Thursday, May 31 1973
Mr Graham Walsh, chairman of the E.W. Tipping Foundation for Mentally Disabled Children and Adults, was the guest speaker at the annual meeting of the GV Centre Ladies Auxiliary.
Mr Walsh was presented with a shoe tidy made by the boys in the carpentry workshops at the GV Centre.
The picture shows the incoming secretary Mrs O. Schier of Wunghnu, supervisor Mrs M Spalding, Mr Walsh and the new president Mrs T Watkins of Shepparton.
We Caused New Law
Victorian Automobile Chamber of Commerce executive vice president Athol Kelly said Shepparton is responsible for the new law that will come in tomorrow when a driver facing a stop sign must stop and give way to traffic on both the right and the left.
Mr Kelly was in Shepparton yesterday for the regional annual general meeting of retail motor traders.
Mr Kelly said the new road law has been instigated after an appeals case from Shepparton was heard in Melbourne recently.
In that case, Mr Kelly stated that a man drove through a red light and hit a car crossing the intersection with the green light.
It seems that the person who drove through the red light had the right of way.
Mr Justice Winneke, after hearing this case instigated the new law to protect in future the driver on a priority road.
The driver facing a stop sign must give way to all traffic.
Mr Kelly said it was fairly obvious that the ‘give way to the right’ rule was a failure.
“It interrupted the regular flow of traffic and often caused chaos,” he said.
“This new rule will bring into being the priority road system.”
When asked about the increasing road toll, Mr Kelly said that the best counter measure to the road toll is the continued wearing of the seat belt.
He said that Shepparton was one place where few people wear seat belts.
“They get into the habit of not wearing their seat belts in town and this habit stays with them when they drive into the country.”

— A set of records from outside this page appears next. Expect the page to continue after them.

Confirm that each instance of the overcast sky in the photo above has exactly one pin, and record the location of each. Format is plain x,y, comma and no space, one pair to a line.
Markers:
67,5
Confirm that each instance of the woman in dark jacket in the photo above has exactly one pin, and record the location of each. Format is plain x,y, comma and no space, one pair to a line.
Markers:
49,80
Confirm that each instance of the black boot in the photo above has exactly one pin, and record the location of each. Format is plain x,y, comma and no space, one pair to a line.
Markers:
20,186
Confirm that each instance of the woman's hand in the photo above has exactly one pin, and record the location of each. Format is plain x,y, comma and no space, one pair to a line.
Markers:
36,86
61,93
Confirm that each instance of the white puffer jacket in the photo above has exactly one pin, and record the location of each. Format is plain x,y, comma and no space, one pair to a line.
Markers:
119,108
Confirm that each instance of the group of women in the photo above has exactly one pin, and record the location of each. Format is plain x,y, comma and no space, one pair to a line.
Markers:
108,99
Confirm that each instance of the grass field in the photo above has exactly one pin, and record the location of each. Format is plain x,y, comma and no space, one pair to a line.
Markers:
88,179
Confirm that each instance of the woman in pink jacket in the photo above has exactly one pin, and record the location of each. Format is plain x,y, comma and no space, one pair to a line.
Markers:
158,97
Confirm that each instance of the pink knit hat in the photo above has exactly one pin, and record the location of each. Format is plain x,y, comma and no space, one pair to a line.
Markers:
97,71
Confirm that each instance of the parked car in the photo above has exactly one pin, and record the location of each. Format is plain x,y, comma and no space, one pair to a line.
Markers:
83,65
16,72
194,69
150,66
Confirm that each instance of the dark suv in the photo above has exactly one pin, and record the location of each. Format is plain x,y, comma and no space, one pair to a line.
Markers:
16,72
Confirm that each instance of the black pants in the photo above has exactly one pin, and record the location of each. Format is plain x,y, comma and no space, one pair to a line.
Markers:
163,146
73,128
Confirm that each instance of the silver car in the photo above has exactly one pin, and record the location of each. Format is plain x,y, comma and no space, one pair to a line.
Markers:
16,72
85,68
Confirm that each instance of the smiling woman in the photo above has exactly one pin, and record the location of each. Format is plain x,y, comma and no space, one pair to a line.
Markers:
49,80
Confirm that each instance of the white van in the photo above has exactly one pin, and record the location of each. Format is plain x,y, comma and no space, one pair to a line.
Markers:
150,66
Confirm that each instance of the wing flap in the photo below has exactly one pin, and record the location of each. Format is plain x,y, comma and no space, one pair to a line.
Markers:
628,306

He added that the majority of people that die on the roads in the country are country people and not city people out for a drive in the country as most would believe.
“And these accidents happen within 20 miles of their homes, among familiar surroundings,” he said.
Mr Kelly said the majority of those killed on the roads are under 25 but added that we should stop ‘witch hunting’ for the mad young driver.
He said it was time we stopped hitting young drivers over the head and started to provide some positive incentives for those young drivers who were prepared at their own expense to improve their driving ability.
“There are hundreds of young drivers actively involved in driver education programs who are fed up with being branded ‘bad drivers’.”
“These young people are often maligned unjustly because of the statistical evidence that the under 25 male is over represented in road crashes,” he said.
“At the moment the cards are stacked against all young drivers because of high risk sub-groups,” Mr Kelly said.
“There is no doubt that there are some young people who are acting out their emotional problems through the motor car.
“Many feel the need to impress their friends and frighten elders by driving dangerously but generally this is a minority.”
He said that Shepparton was fortunate in having driver training complex in the area.